Because of this one decision 15 years ago to start doing full depth road reclamation themselves instead of contracting out the work, the highway department set themselves up to be in a position that would allow them to ultimately complete more road projects than they might have otherwise since the work they were doing was so cost efficient.
Palmer said county highway departments were not allowed to perform force account work – local departments using their own labor and equipment to perform projects – on federally-funded projects because the Federal Highway Administration and the Alabama Department of Transportation believed the work would not be sufficient for all that must take place in order to do a full depth reclamation.
But Palmer knew his department was up to the task.
“About four years ago, we began the process of convincing the Federal Highway Administration and the Alabama Department of Transportation that we were qualified to do this type of work on these federally-funded projects,” Palmer said.
“It wasn’t something that happened overnight. But after we had many contractors speaking on our behalf saying how much they enjoyed working in our county because the roads were completely stable, and we were able to show them the quality of the work we did, about two years ago, FHWA and ALDOT approved us to be able to do this kind of work with federal aid money.
“That made us the only county in the state to be able to do this, and it saves our county millions of dollars.”
Palmer said much of the credit goes to the county highway department crew.
“Being approved to do this kind of work is a testament to the exceptional quality of work our guys do,” Palmer said.
“When those officials were here looking at our roads and what we have done, they were impressed, and it’s all because we have some of the most talented guys around working for us.
“They do a tremendous job, and even though there are other people who are usually in the spotlight, we can’t overlook the guys who get in there and do the actual work. We couldn’t do this without them and they are to be commended for the role they played in helping the county save millions of dollars on these projects.”
Palmer said since the projects approved through ATRIP were funded by federal dollars, this meant the county highway department could work on these projects as well.
“The advantage is that we could apply for and accept more ATRIP projects than we could have otherwise,” he said.
“Federal dollars require a 20 percent match of funds, which can be difficult to come up with, especially in these tough economic times.
“However, if local governments choose to use force account work, that 20 percent match becomes an ‘in kind’ match, meaning the matching funds are taken care of through the local department shouldering the expense and labor and doing the work themselves.”

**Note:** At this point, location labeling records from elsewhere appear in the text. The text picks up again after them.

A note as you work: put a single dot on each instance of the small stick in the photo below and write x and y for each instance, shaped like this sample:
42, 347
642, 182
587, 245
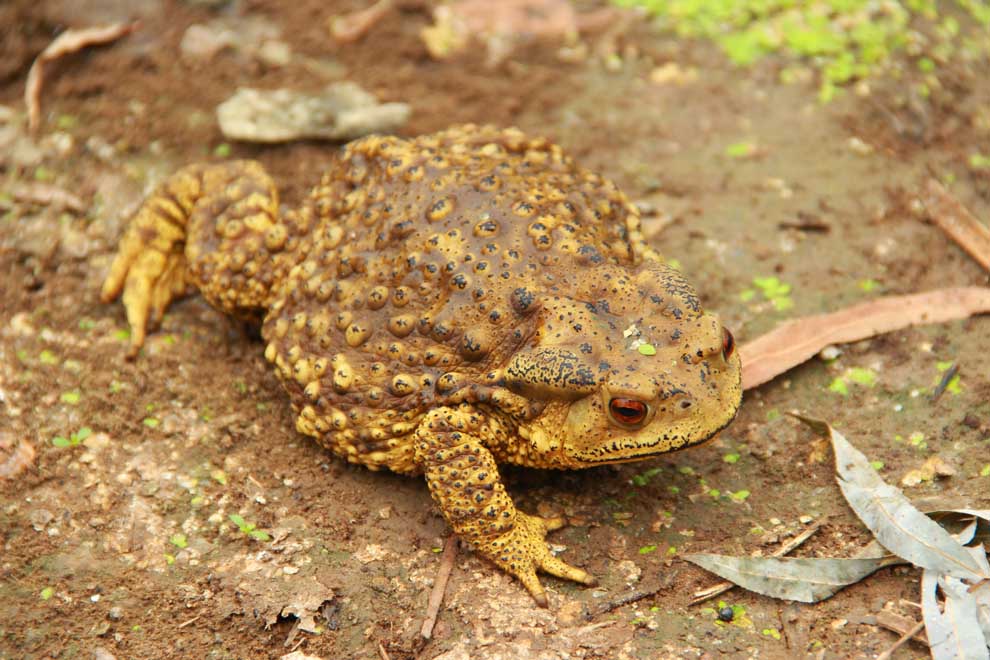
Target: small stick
947, 377
955, 220
631, 597
68, 42
899, 624
722, 587
902, 641
439, 586
353, 26
190, 621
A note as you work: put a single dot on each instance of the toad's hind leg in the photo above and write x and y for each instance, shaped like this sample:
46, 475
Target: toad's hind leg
213, 227
464, 481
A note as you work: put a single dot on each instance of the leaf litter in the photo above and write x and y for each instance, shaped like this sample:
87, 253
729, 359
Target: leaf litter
958, 629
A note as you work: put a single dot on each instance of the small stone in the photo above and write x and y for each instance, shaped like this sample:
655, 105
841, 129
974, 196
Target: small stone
343, 111
40, 518
830, 353
100, 653
972, 421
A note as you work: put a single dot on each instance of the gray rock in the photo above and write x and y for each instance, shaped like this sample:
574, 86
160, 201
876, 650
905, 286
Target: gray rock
343, 111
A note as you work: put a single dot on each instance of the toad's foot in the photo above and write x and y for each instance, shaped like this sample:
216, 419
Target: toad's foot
524, 550
212, 226
150, 267
463, 479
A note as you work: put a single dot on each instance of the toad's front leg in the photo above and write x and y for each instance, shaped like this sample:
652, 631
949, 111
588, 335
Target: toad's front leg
463, 479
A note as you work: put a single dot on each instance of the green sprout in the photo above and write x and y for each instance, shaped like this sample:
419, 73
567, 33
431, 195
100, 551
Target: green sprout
644, 478
249, 528
73, 440
844, 40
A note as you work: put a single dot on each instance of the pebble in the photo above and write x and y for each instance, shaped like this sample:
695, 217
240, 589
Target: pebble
40, 518
100, 653
343, 111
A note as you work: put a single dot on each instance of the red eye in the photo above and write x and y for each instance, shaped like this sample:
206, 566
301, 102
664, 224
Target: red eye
627, 411
728, 344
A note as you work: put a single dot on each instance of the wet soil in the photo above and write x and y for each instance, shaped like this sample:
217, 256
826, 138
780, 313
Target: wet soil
122, 543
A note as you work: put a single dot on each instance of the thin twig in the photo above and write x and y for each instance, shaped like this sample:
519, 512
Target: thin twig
722, 587
631, 597
439, 586
68, 42
353, 26
955, 220
947, 377
190, 621
902, 641
899, 624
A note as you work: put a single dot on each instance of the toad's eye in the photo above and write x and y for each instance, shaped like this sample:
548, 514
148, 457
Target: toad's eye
728, 344
627, 411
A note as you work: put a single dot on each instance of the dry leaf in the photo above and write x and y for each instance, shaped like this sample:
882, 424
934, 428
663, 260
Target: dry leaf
893, 520
15, 459
961, 612
794, 342
807, 580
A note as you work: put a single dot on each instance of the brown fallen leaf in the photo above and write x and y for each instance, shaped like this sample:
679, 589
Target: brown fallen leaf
15, 459
955, 220
66, 43
45, 194
793, 342
500, 25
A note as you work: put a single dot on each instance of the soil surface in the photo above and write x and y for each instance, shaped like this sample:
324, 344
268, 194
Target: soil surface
119, 543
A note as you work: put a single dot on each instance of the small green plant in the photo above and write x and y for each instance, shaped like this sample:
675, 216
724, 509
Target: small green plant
73, 440
249, 528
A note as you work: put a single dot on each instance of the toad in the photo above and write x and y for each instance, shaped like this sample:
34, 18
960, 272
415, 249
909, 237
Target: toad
441, 305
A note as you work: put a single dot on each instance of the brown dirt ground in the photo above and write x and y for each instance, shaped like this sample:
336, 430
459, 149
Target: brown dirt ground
197, 428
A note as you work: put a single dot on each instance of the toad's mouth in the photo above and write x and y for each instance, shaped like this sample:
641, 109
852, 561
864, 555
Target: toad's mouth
629, 450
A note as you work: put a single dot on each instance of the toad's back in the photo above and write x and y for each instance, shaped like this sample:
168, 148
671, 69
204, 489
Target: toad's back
420, 263
445, 304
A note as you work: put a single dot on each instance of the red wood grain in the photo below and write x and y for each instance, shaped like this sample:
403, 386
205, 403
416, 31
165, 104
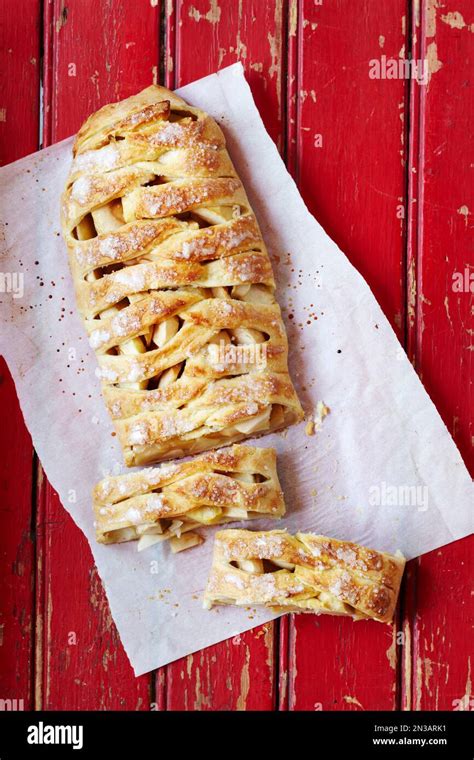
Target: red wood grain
439, 611
114, 48
238, 674
19, 120
350, 175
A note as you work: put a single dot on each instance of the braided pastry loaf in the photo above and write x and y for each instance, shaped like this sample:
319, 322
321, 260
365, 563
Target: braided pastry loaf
174, 282
303, 573
171, 501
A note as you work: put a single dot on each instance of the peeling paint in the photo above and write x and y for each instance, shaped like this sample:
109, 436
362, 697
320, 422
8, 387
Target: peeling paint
293, 25
352, 701
244, 682
434, 64
464, 211
391, 652
455, 20
411, 293
431, 7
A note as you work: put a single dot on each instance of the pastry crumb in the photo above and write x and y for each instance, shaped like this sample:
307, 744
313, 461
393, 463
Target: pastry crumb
315, 421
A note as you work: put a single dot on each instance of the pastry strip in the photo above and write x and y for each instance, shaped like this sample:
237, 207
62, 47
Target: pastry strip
303, 573
168, 502
174, 282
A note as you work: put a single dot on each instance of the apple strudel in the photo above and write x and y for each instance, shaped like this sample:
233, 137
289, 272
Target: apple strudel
303, 573
174, 282
170, 501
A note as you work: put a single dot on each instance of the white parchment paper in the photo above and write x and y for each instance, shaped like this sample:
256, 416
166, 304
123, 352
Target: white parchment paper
382, 470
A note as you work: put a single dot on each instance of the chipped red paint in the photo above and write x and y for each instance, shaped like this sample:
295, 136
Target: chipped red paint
19, 58
438, 610
307, 65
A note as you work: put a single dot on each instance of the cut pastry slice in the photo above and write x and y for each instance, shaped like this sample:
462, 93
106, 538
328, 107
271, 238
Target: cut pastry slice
303, 573
174, 282
171, 501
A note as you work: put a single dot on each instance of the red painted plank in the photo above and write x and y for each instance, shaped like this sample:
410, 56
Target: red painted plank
19, 119
439, 613
96, 52
346, 149
239, 673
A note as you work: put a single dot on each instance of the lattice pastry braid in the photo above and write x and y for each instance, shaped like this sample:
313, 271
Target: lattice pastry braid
167, 502
303, 573
174, 282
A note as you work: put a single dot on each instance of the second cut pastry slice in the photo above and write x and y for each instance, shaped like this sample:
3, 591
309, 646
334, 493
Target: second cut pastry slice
303, 573
171, 501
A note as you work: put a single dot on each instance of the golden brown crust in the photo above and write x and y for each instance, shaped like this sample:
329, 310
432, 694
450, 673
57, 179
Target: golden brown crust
174, 281
236, 483
303, 573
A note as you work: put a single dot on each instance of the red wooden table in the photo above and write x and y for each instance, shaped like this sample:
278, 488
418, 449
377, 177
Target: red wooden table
386, 166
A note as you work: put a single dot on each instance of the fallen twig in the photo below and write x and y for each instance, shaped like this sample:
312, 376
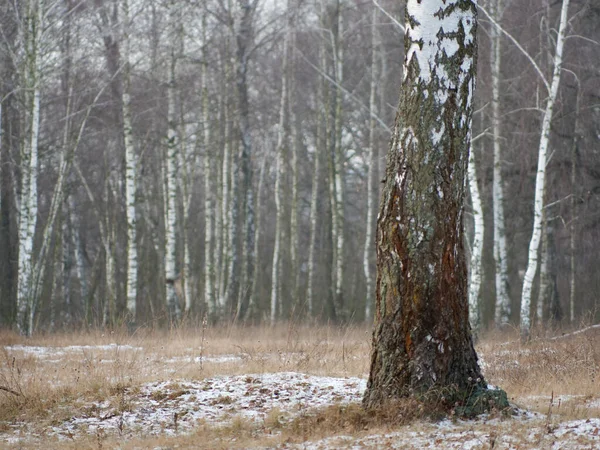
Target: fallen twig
4, 388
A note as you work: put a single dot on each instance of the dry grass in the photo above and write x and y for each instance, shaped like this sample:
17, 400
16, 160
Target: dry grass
557, 376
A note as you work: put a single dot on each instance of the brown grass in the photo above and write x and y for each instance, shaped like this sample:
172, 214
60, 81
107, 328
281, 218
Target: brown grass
537, 376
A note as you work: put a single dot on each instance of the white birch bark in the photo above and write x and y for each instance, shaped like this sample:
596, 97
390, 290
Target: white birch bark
281, 143
224, 272
295, 147
503, 304
172, 156
130, 172
541, 177
544, 281
209, 294
339, 166
475, 266
29, 166
371, 177
572, 223
252, 312
244, 34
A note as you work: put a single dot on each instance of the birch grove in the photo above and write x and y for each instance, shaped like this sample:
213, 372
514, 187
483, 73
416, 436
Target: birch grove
540, 181
163, 162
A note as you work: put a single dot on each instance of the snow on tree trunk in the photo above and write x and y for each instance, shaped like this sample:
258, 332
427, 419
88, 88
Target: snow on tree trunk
422, 338
540, 179
503, 304
475, 267
371, 167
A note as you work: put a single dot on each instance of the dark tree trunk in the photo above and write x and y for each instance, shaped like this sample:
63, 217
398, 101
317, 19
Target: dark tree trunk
422, 339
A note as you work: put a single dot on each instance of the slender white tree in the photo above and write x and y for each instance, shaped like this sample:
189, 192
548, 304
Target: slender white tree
475, 268
130, 169
503, 304
280, 207
28, 205
372, 171
209, 270
172, 159
540, 180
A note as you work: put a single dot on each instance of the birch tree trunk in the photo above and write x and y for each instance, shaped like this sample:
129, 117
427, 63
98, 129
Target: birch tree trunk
338, 161
130, 172
172, 155
540, 180
244, 34
572, 223
29, 165
281, 144
295, 137
475, 267
422, 343
372, 171
320, 143
209, 294
503, 304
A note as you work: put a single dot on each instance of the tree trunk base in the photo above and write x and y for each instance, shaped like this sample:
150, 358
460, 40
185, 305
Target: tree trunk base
438, 403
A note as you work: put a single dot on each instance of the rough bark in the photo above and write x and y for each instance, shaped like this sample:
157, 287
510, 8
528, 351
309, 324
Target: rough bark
422, 338
540, 180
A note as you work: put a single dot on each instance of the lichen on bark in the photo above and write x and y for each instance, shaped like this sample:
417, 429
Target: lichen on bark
422, 342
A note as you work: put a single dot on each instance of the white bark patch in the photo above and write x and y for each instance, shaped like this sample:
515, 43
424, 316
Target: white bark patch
435, 41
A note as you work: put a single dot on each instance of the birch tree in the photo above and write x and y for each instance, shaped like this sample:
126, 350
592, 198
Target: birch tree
209, 271
503, 304
130, 171
475, 266
281, 147
32, 28
371, 167
422, 341
540, 179
244, 35
172, 158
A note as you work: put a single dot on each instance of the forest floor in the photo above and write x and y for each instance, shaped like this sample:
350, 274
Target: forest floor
291, 387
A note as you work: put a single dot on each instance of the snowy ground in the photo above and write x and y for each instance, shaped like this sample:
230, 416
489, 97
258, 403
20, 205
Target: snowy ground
179, 406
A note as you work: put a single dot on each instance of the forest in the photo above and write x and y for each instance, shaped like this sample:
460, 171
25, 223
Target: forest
222, 161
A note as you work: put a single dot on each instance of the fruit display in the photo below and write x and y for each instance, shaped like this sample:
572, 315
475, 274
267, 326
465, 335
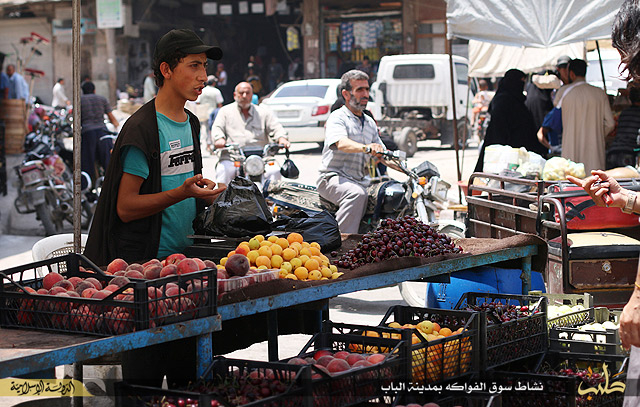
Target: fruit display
443, 342
108, 302
234, 382
291, 256
406, 236
515, 325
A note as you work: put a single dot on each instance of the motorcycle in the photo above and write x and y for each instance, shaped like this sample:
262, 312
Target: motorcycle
256, 163
45, 185
420, 196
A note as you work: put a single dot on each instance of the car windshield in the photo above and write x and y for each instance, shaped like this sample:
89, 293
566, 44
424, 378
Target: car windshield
317, 91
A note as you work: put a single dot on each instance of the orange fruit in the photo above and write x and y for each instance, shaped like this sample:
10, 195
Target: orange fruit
288, 254
312, 264
315, 275
265, 251
276, 261
282, 242
302, 273
294, 237
252, 256
276, 249
445, 332
263, 261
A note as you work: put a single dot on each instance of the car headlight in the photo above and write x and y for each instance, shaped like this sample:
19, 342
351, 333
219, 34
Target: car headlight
253, 165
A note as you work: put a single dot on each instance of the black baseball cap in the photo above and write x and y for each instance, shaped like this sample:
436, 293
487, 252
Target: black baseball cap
563, 60
185, 41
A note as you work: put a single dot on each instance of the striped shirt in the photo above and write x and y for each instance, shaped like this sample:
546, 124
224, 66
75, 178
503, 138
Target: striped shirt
343, 123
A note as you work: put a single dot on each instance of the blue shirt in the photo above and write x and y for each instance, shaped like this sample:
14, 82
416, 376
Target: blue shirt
176, 162
18, 88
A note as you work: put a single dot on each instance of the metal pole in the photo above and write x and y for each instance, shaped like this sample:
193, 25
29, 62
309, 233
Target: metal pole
77, 222
455, 120
604, 83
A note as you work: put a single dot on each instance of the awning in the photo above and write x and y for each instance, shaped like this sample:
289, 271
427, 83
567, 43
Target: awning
531, 23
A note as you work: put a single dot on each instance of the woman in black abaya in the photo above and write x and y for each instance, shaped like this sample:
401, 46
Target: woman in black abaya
511, 122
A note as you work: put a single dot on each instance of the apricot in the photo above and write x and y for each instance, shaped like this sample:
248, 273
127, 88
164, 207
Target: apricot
288, 254
294, 237
51, 279
315, 275
237, 265
312, 264
243, 249
265, 251
117, 265
302, 273
276, 261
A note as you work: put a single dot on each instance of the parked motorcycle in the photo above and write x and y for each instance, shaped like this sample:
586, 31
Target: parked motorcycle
420, 196
45, 185
256, 163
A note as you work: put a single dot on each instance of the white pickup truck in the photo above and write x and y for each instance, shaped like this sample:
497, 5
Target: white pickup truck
412, 98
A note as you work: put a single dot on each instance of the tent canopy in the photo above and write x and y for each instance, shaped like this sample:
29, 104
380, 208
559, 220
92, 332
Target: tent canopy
487, 60
531, 23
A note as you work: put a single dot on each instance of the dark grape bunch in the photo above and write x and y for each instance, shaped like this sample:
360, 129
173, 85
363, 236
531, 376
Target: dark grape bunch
498, 313
401, 237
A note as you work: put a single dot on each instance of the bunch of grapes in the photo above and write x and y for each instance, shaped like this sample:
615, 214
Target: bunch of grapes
406, 236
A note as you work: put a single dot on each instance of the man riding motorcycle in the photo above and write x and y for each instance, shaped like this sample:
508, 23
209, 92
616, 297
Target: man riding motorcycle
350, 136
248, 125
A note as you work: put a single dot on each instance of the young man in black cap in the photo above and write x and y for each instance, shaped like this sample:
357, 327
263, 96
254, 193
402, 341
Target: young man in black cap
154, 186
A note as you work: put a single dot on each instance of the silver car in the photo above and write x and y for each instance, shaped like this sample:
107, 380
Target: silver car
303, 107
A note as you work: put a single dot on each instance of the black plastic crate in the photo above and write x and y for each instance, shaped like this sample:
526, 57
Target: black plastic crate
549, 386
357, 385
294, 381
135, 306
440, 359
505, 342
462, 399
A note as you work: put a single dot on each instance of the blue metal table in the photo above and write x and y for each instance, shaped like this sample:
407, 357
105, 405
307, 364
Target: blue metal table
27, 351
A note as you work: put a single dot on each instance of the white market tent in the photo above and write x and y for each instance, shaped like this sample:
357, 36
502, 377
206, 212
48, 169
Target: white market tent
529, 24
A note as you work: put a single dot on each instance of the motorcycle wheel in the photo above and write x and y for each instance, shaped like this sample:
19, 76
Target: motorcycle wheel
415, 293
45, 218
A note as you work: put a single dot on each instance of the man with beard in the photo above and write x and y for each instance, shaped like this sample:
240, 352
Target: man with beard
248, 125
350, 136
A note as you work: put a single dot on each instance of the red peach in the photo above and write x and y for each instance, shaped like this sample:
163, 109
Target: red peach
168, 270
174, 258
152, 271
50, 279
187, 266
134, 274
117, 265
66, 284
338, 365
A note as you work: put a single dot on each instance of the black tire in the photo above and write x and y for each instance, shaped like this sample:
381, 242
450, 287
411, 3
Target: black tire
407, 141
45, 218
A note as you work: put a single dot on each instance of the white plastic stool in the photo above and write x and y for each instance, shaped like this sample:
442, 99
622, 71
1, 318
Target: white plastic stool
53, 246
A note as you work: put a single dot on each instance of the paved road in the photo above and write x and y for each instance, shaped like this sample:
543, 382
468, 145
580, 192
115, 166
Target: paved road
20, 232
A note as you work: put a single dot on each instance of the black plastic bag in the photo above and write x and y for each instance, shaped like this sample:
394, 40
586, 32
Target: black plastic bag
289, 168
320, 227
239, 211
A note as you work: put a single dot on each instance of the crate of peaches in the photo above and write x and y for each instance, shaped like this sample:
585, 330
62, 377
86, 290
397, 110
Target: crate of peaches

Palmer said this is the way the county highway department has operated on all the ATRIP projects where a full depth reclamation has been necessary, such as the recent project on Franklin 16.
“Not having to come up with cash for those matching funds has allowed us to accept more projects that will benefit the people of Franklin County,” he said.
“I am very proud of our department and excited that we can offer a service that saves the county money that can then be spent on further improving the quality of life for our citizens.”